Valerie Hsiung is a poet, interdisciplinary artist, and the author of multiple poetry and hybrid writing collections, including The Naif (Ugly Duckling Presse, forthcoming 2024), The only name we can call it now is not its only name (Counterpath, 2023), To love an artist (Essay Press, 2022), selected by Renee Gladman for the 2021 Essay Press Book Prize, outside voices, please (CSU), selected for the 2019 CSU Open Book Prize, Name Date of Birth Emergency Contact (The Gleaners), YOU & ME FOREVER (Action Books), and e f g (Action Books). Her writing has appeared in print (Annulet, BathHouse Journal, The Believer, Chicago Review, digital vestiges, The Nation, New Delta Review), in flesh (Treefort Music Festival, Common Area Maintenance, The Poetry Project), in sound waves (Montez Press Radio, Hyle Greece), and other forms of particulate matter. Her work has been supported by Foundation for Contemporary Arts, PEN America, Lighthouse Works, and public streets and trails she has walked on and hummed along for years. Born in the Year of the Earth Snake and raised by Chinese-Taiwanese immigrants in Cincinnati, Ohio, she now lives in the mountains of Colorado where she teaches as Assistant Professor of Creative Writing & Poetics at Naropa’s Jack Kerouac School of Disembodied Poetics.

Mary-Kim Arnold

Mary-Kim Arnold is a writer, artist, and educator. She currently serves as Assistant Dean for Equity & Inclusion in Teaching & Learning at Vermont College of Fine Arts. She is the author of The Fish & The Dove (Noemi Press) and Litany for the Long Moment (Essay Press). Other writings have appeared in Hyperallergic, Conjunctions, The Denver Quarterly, The Georgia Review, and elsewhere. 
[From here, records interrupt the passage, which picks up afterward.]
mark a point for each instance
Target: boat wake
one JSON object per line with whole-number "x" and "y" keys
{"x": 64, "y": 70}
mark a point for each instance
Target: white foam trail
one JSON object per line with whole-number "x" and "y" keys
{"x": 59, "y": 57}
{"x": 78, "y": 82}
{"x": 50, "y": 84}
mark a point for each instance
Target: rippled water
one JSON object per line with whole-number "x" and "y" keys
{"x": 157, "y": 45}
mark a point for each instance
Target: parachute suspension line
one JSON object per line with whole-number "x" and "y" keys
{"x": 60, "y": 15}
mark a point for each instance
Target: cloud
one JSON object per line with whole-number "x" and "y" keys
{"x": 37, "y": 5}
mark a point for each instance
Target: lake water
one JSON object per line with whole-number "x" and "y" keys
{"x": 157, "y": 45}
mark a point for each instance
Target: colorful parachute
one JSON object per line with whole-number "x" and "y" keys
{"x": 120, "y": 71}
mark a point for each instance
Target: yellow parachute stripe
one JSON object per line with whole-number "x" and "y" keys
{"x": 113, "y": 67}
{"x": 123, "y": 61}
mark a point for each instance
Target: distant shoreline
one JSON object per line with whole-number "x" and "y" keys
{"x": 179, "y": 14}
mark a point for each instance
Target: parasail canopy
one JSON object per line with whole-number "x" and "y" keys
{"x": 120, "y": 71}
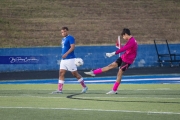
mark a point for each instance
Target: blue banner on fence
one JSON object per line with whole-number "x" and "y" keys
{"x": 23, "y": 60}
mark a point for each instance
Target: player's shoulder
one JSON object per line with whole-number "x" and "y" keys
{"x": 70, "y": 37}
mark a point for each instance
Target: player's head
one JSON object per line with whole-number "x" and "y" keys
{"x": 64, "y": 31}
{"x": 126, "y": 33}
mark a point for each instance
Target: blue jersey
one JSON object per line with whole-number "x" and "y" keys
{"x": 66, "y": 45}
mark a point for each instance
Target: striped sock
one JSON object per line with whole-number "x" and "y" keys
{"x": 116, "y": 85}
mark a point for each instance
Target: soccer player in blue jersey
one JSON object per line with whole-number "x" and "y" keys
{"x": 68, "y": 61}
Mary-Kim has received several fellowships and awards, including the 2020 Howard Foundation Fellowship, the 2018 MacColl Johnson Fellowship, and the 2017 Fellowship in Fiction from the Rhode Island State Council on the Arts. She serves as Senior Editor for Collaborative & Cross-Disciplinary Texts at Tupelo Quarterly. In 2021, she was appointed by the Governor to serve on the Board of the Rhode Island State Council on the Arts. She also serves on the Board of the Providence Athenaeum. Adopted from Korea and raised in New York, Mary-Kim lives in Rhode Island with her husband and children.